My response went something like this:
“I don’t know. We’ve listened to what they have told us. We’ve observed how they find things difficult to use. And then we’ve tried to create something they will like better”
I had just admitted that we’d come up with a proposition based upon what we thought customers would like rather than what they said they actually wanted.
Only a few years ago – saying that you ignored what customers said they wanted could have seen you tried as a Witch. A Heretic.
“He said what? Customers don’t always have the answers? Clearly we have before us a man of unsound mind.”
Fact is – listening to customers can lead to you delivering more of the same. Rather than creating something different.
The darkest days of the Audit Commission, and the dreaded Key Lines of Enquiry, nearly killed any innovation in the sector in which I work.
Hours were spent justifying how customers had played a part in every level of decision making.
Days on end were spent filling in a 50 page Gap Analysis, and poring over a 150 page booklet on supposed Best Practice.
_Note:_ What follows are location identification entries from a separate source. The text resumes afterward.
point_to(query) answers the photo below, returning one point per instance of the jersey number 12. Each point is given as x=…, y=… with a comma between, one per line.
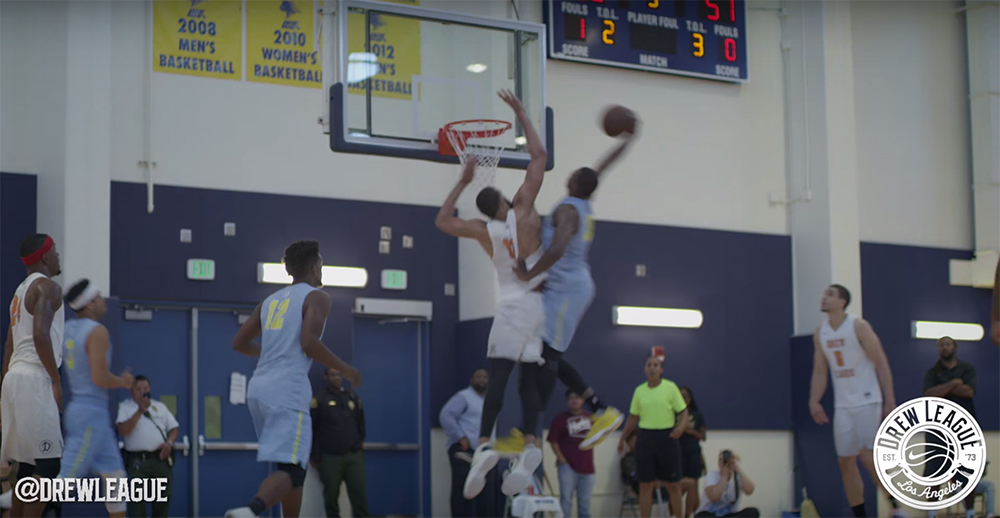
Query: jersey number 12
x=276, y=320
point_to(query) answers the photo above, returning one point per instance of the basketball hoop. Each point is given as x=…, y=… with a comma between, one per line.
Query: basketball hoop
x=477, y=138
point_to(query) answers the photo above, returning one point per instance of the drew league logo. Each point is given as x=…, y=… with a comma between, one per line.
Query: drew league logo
x=929, y=453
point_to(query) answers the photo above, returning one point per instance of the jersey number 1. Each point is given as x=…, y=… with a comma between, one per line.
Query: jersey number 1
x=276, y=320
x=15, y=310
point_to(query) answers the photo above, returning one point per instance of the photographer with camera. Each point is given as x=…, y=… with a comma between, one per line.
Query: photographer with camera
x=723, y=488
x=149, y=431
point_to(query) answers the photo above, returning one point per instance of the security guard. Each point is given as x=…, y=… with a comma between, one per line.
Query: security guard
x=338, y=444
x=149, y=431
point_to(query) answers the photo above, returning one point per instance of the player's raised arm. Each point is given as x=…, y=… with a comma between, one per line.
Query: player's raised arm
x=314, y=313
x=536, y=150
x=565, y=224
x=873, y=348
x=48, y=298
x=243, y=342
x=617, y=151
x=452, y=225
x=7, y=351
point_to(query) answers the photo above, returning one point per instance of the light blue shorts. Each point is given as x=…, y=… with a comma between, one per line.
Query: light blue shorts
x=284, y=434
x=91, y=443
x=564, y=309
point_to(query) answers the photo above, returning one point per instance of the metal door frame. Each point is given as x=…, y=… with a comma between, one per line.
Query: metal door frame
x=198, y=444
x=400, y=311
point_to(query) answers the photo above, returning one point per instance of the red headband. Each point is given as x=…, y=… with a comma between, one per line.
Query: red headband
x=36, y=256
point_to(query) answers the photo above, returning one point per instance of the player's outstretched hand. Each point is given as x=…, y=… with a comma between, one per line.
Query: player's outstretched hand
x=468, y=170
x=819, y=415
x=57, y=393
x=511, y=100
x=354, y=377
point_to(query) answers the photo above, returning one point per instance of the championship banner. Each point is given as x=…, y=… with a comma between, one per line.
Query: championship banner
x=280, y=43
x=393, y=59
x=198, y=38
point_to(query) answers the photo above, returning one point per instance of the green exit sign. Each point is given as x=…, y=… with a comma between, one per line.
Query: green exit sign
x=201, y=269
x=394, y=279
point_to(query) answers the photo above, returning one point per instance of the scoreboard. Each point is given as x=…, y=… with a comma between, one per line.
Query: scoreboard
x=700, y=38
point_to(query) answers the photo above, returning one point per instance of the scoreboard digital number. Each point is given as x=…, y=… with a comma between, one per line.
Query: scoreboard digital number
x=700, y=38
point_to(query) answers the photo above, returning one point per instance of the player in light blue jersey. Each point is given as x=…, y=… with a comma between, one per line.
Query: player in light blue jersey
x=291, y=324
x=91, y=442
x=569, y=289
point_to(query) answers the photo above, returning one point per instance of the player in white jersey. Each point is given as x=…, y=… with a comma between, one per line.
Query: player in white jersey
x=862, y=389
x=291, y=326
x=513, y=233
x=31, y=395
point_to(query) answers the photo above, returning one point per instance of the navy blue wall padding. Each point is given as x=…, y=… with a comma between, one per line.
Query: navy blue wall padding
x=906, y=283
x=816, y=465
x=148, y=260
x=18, y=208
x=736, y=363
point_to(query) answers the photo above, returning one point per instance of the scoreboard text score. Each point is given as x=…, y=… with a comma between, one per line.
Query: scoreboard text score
x=701, y=38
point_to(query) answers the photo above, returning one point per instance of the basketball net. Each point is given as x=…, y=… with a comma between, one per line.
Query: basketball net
x=478, y=140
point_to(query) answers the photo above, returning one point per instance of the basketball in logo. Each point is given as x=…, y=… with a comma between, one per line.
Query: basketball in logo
x=930, y=453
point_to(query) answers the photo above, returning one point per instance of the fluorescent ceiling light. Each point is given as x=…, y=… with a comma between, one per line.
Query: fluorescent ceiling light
x=656, y=317
x=956, y=330
x=361, y=66
x=340, y=276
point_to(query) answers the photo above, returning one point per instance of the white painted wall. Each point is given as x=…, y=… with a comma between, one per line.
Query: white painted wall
x=912, y=110
x=33, y=104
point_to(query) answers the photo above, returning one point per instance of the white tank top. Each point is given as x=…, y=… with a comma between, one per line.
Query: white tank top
x=855, y=382
x=23, y=321
x=503, y=235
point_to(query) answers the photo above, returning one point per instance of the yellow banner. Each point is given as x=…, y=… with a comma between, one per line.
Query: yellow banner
x=389, y=65
x=198, y=38
x=280, y=43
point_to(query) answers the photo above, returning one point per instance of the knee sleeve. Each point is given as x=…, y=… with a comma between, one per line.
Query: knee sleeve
x=295, y=472
x=115, y=507
x=48, y=468
x=25, y=470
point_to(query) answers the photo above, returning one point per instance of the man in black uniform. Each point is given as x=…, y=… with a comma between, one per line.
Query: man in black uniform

Centuries from now our descendants will study the indecipherable jargon in these papers, imagining them to hold untold secrets of life in the early 21st Century.
In reality it will tell them nothing – except we were all a bit stupid really.
I remember one of my colleagues literally locking themselves away in an office for 8 hours – desperately writing a 40 page continuous improvement action plan. That’s the UK Housing equivalent of waterboarding .
Equally ridiculous was a conversation I once had with a housing “expert” :
Expert: Why have you chosen not to compare your performance to other housing providers?
Me: Well – very few of our tenants have experienced services from another housing association. So its better we compare our performance with other companies they might use – like Sky or Tesco.
Expert: And your customers told you they wanted this done?
Me: Well, not directly.
Expert: Then you don’t really act on what customers have said at all. And there is no clear link back to your strategic plan. I can’t see that this activity is planned or that a proper risk assessment has taken place.
Me: Oh, just [expletives deleted]…… (NB: this bit appeared as a thought rather than in the conversation itself)
Customers don’t always know what they want. They sometimes need to be shown a better alternative to what they currently have.
Technology and Social media gives us previously unimaginable opportunities to collaborate with customers in the gestation of these alternatives.
So let’s use the new tools we now have.
Let us be bold and use it to make changes for the people we let down by wasting time and money.
Let us move on from the people who told us we had to serve up more of the same. That we had to document, action plan and risk assess every idea we had.
But let us not forget.
It was a dark period in our history.
We must never let it happen again. Our customers deserve much better.